Another difference is that cx_Oracle supports row array fetching (getting multiple rows each time an access to the DB is made), whereas PHP OCI8 only has row prefetching - which doesn't work with LOBs. Fetching each row in PHP requires a separate round trip to the database.
With PHP OCI8 3.2 from PECL for PHP 8.1, or with the bundled OCI8 in the PHP 8.2 development branch, you can enable LOB prefetching which can give a nice boost for PHP OCI8 when dealing with non-huge LOBS. This can remove round-trips to get data from each locator. However you can't overcome the lack of array fetching in PHP OCI8.
Some snippets to count round-trips in PHP are:
function getSid($c) {
$sql = "SELECT sys_context('userenv', 'sid') FROM dual";
$s = oci_parse($c, $sql);
oci_execute($s);
$arr = oci_fetch_array($s);
return($arr[0]);
}
function getRoundTrips($systemconn, $sid) {
$sql = <<<'ENDND'
SELECT ss.value
FROM v$sesstat ss, v$statname sn
WHERE ss.sid = :sid
AND ss.statistic# = sn.statistic#
AND sn.name LIKE '%roundtrip%client%'
ENDND;
$s = oci_parse($systemconn, $sql);
oci_bind_by_name($s, ":sid", $sid);
oci_execute($s);
$arr = oci_fetch_array($s);
return($arr[0]);
}
You can call getRoundTrips()
before and after running your application query. The difference between the two values is the number of round trips taken by your query. Note the use of a different, system connection to get the stats. These snippets can easily be rewritten in Python.

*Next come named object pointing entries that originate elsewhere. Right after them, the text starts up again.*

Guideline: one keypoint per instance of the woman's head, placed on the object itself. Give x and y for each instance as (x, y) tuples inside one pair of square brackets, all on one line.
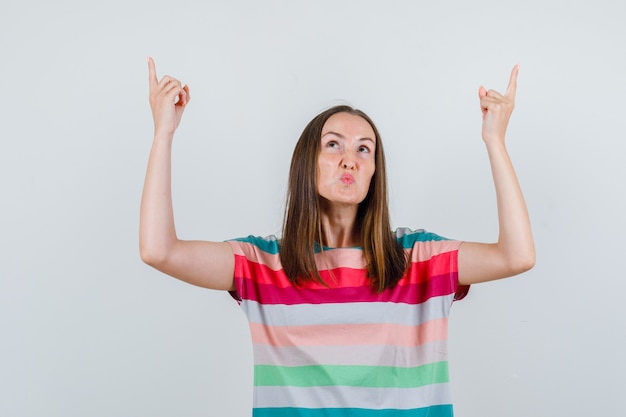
[(302, 230), (312, 166)]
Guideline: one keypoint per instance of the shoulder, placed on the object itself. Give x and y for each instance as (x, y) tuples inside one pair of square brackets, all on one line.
[(426, 242), (253, 246)]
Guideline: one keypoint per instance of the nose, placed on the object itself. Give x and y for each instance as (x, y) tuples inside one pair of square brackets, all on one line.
[(347, 162)]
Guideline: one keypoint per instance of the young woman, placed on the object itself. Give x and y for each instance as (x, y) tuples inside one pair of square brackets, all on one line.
[(347, 317)]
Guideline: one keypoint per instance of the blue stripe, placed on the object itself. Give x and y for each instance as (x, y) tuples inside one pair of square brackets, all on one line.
[(407, 237), (266, 244), (433, 411)]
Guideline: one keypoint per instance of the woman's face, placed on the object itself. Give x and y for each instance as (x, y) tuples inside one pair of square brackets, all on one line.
[(346, 162)]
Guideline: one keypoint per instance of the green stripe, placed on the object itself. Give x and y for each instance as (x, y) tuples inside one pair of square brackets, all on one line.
[(352, 376), (408, 240), (269, 244)]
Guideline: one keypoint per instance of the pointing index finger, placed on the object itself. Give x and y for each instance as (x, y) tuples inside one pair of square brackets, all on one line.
[(512, 87), (152, 72)]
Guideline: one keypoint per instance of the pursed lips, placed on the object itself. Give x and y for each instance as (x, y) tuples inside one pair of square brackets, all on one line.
[(347, 179)]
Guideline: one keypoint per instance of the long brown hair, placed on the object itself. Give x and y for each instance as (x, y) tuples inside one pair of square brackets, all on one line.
[(302, 227)]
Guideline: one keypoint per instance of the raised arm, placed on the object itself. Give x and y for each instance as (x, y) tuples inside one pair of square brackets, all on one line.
[(206, 264), (514, 252)]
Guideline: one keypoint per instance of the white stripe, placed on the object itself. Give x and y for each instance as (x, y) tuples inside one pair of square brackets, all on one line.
[(353, 397), (351, 313)]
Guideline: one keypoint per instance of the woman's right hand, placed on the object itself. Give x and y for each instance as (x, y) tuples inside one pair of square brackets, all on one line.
[(168, 99)]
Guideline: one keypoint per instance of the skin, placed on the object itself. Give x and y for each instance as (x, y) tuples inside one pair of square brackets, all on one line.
[(344, 141), (345, 167)]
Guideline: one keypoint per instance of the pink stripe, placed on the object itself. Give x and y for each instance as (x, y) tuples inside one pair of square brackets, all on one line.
[(410, 293), (360, 334), (346, 257)]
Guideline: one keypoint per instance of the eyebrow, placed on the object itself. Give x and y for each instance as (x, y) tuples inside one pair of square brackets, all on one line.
[(366, 138)]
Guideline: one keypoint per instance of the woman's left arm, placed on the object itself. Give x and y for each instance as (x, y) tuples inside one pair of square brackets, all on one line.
[(514, 252)]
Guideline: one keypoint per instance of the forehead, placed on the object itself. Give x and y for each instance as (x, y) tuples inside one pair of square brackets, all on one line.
[(349, 125)]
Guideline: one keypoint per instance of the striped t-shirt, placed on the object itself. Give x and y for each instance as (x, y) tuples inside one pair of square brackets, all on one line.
[(342, 349)]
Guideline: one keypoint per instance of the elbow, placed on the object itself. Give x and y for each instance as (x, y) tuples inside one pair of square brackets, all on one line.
[(152, 256), (524, 262)]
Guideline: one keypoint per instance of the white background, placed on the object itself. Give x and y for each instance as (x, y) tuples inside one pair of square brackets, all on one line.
[(86, 329)]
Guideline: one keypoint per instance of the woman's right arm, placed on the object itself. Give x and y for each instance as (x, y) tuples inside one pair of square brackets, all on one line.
[(206, 264)]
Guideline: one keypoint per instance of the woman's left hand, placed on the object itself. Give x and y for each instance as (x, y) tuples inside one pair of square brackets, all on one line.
[(497, 109)]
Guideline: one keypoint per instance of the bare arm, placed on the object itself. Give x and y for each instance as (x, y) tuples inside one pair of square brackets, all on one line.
[(514, 252), (206, 264)]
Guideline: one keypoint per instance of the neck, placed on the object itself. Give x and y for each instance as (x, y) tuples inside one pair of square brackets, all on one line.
[(339, 226)]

The implementation differences between cx_Oracle and PHP OCI8 are historic, driven by complexity. PHP OCI8 takes advantage of some convenience functionality in the Oracle Client libraries. This makes PHP OCI8 code simpler, but has a couple of drawbacks when it comes to LOBs.

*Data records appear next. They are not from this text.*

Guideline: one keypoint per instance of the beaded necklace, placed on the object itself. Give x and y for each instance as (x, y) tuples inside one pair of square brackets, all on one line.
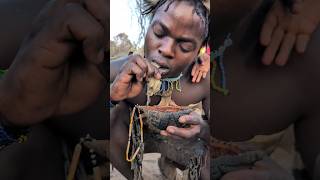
[(217, 60)]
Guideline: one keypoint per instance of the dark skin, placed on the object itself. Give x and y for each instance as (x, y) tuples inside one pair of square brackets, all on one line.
[(172, 41), (265, 100), (51, 70)]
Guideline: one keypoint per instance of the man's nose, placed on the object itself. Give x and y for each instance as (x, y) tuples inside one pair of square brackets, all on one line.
[(167, 48)]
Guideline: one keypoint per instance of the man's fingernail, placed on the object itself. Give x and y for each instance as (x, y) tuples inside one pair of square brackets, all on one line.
[(100, 56), (171, 130)]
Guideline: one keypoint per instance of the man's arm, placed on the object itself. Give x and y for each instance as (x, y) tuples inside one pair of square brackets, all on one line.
[(115, 66), (307, 141)]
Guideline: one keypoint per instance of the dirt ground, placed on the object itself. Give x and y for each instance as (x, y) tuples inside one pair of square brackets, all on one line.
[(150, 169)]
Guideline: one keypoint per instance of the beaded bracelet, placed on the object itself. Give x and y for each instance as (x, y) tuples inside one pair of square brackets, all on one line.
[(9, 135)]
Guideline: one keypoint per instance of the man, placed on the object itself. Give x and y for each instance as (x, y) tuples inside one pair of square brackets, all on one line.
[(176, 33), (56, 74), (264, 100)]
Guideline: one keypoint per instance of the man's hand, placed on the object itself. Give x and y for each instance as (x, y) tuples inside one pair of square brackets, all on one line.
[(130, 81), (200, 68), (198, 128), (57, 69), (282, 30), (265, 169)]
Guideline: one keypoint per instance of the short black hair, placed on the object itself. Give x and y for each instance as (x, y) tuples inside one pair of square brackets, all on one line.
[(149, 9), (287, 3)]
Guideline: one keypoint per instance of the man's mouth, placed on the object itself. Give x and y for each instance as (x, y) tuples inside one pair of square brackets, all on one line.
[(163, 69)]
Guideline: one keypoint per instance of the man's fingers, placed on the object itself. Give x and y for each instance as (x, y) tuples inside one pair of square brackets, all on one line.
[(184, 132), (285, 49), (98, 9), (204, 75), (199, 76), (267, 29), (302, 43), (194, 78), (85, 28), (192, 119), (273, 47), (142, 64), (136, 88), (167, 134), (137, 71), (152, 70), (194, 68)]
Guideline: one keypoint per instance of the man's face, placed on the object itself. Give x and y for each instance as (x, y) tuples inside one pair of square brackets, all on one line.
[(174, 38)]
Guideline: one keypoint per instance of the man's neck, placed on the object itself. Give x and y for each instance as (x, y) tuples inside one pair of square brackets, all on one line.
[(227, 19)]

Drivers like Python cx_Oracle, Node.js node-oracledb, Go godror etc that use Oracle's ODPI-C layer support tunable array fetching (getting multi-rows) and optional getting of LOBs via 'fetch as string/buffer'. They also support tunable row-prefetching, which is similar to array fetching (but handled by Oracle Client libraries). They don't do LOB data pre-fetching, because the 'fetch as string/buffer' removes the need for it.